« Cette conférence de presse a eu lieu à l'ombre d'une pacification politique dans le pays, ce qui suscite de nombreuses interrogations au sujet de son timing et de ses objectifs », a ajouté M. Andraos.
De son côté, le député Mohammad Kabbara a déclaré qu'il s'attendait à ce que le parquet « intervienne directement aussitôt après la conférence de presse » de Jamil Sayyed, au cours de laquelle ce dernier a « déballé en public toute la haine aveugle qu'il retenait ». Pour M. Kabbara, le général Sayyed a longtemps « exploité cette haine dans ses responsabilités sécuritaires qu'il avait su conquérir après avoir rampé aux pieds de ses maîtres et leur avoir offert ses services aux dépens de la patrie, de son système politique, de ses institutions et de sa démocratie ».
« Cette barbouze est allée au-delà de toute logique et se permet aujourd'hui de distribuer des certificats de patriotisme et de félonie, alors qu'il est le premier des faux témoins dans tous les crimes commis contre le Liban, sans parler de ceux auxquels il a directement participé », a ajouté M. Kabbara.
Moins virulent mais tout aussi hostile, le député Imad el-Hout a estimé que les propos de Jamil Sayyed « entrent dans le cadre des pressions continues pour tenter d'éliminer le Tribunal spécial pour le Liban (TSL) ». « C'est une tentative vaine car cette affaire n'est plus entre les mains des Libanais, elle est du ressort de la communauté internationale », a ajouté M. Hout, soulignant que « les propos de M. Sayyed expriment un point de vue personnel étroit et sont fondés sur des intérêts purement personnels ». Il faut, selon lui, attendre « la position officielle syrienne sur cette question ».
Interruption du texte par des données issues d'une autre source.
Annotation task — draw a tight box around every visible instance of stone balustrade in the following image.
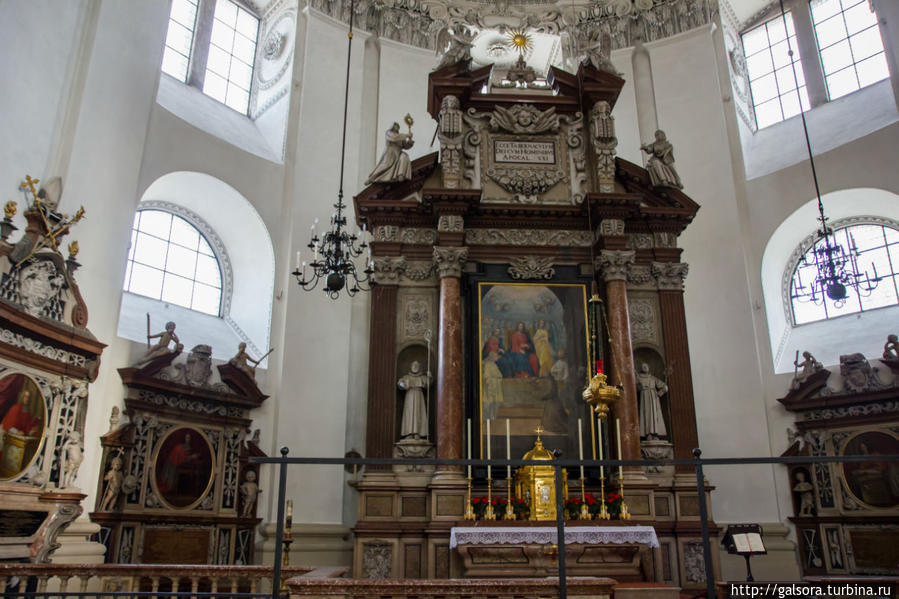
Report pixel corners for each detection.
[287,576,616,599]
[0,564,348,598]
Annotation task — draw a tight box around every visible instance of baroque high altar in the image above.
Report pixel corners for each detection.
[353,52,717,587]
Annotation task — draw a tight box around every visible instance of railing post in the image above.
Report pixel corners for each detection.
[555,466,568,599]
[272,446,290,599]
[693,447,715,599]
Ziad Kadri, député haririen de la Békaa-Ouest, s'est contenté pour sa part de relever que « certains cherchent à faire avorter les effets positifs des déclarations faites dernièrement par le Premier ministre (sur les faux témoins) et veulent aussi faire avorter les effets positifs du sommet arabe tripartite tenu au Liban ».
Son collègue Jamal Jarrah a souligné que « les Libanais sont désormais familiers de Jamil Sayyed, de ses fanfaronnades médiatiques, de ses mensonges et de ses tentatives de déformer les faits ».
Quant au député Mohammad Hajjar, il a mis l'accent sur le timing de la conférence de presse du général Sayyed. Pour M. Hajjar, l'ancien responsable de la Sûreté générale pourrait avoir « cherché à suggérer qu'il était soutenu dans ses propos du fait de ses dernières rencontres, notamment avec le président syrien Bachar el-Assad ». Toutefois, selon lui, « il est douteux que M. Sayyed bénéficie du soutien de la Syrie dans ce cadre ».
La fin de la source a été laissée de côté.